Infine, ma forse prima di tutto è un libro politico, in un’accezione precisa di questo termine. Quella di chi ritiene, come Monica D’Acenzio e Manuela Perrone, che la democrazia non sia un metodo ma lo spazio libero in cui si esprimono i cittadini e le cittadine. La democrazia non è solo governo del popolo, ma per il popolo.
Per Giorgia Meloni, Eugenia Roccella, forse anche per la Calderone, ma non vi è traccia del suo pensiero in proposito, e certamente per gli uomini della coalizione al governo, la maternità è un “fatto” privato ma utile a rendere forte e “virile” la patria. L’esser madre è “fatto” esclusivo delle donne che al massimo, per gentile concessione possono essere “aiutate” a conciliare quello di madre con altri ruoli che volessero svolgere, a cominciare da quello di lavoratrici. Non sarà, infatti, un caso, che nel famoso elenco con cui Meloni si è definita non compare affatto: “Sono una donna, sono una madre, sono italiana, sono cristiana”.
Se democrazia è anche lo spazio libero in cui si esprimono i cittadini e le cittadine, le autrici lo occupano pienamente. E il loro obiettivo dichiarato, e perseguito perfettamente, è quello di contribuire a sottrarre alla destra il discorso pubblico sulla maternità.

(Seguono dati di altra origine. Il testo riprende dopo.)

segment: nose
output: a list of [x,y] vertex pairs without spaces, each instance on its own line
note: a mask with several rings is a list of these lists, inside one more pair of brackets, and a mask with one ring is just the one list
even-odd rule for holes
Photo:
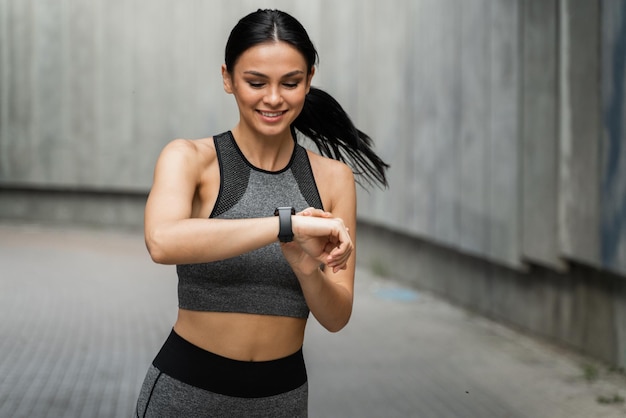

C’era un tempo in cui le donne si batterono per affermare il valore sociale della maternità, a sinistra - è il pensiero che attraversa l’opera - occorrerebbe avere il coraggio di riafferrare il discorso pubblico sulla maternità. Lo fanno certamente, e bene, D’Ascenzo e Perrone, ma non come esercizio stilistico e nemmeno come attività giornalistica, ma come impegno politico.
Nel volume ci sono tanti altri libri, a ciascuna e ciascuno dei lettori l’onere e il piacere di scoprirli. Importante però è che venga fatto leggere alle ragazze e ai ragazzi per far capire da dove veniamo, e dove potremmo andare. Dentro c'è un'idea di società e di ciò che vorremmo diventasse.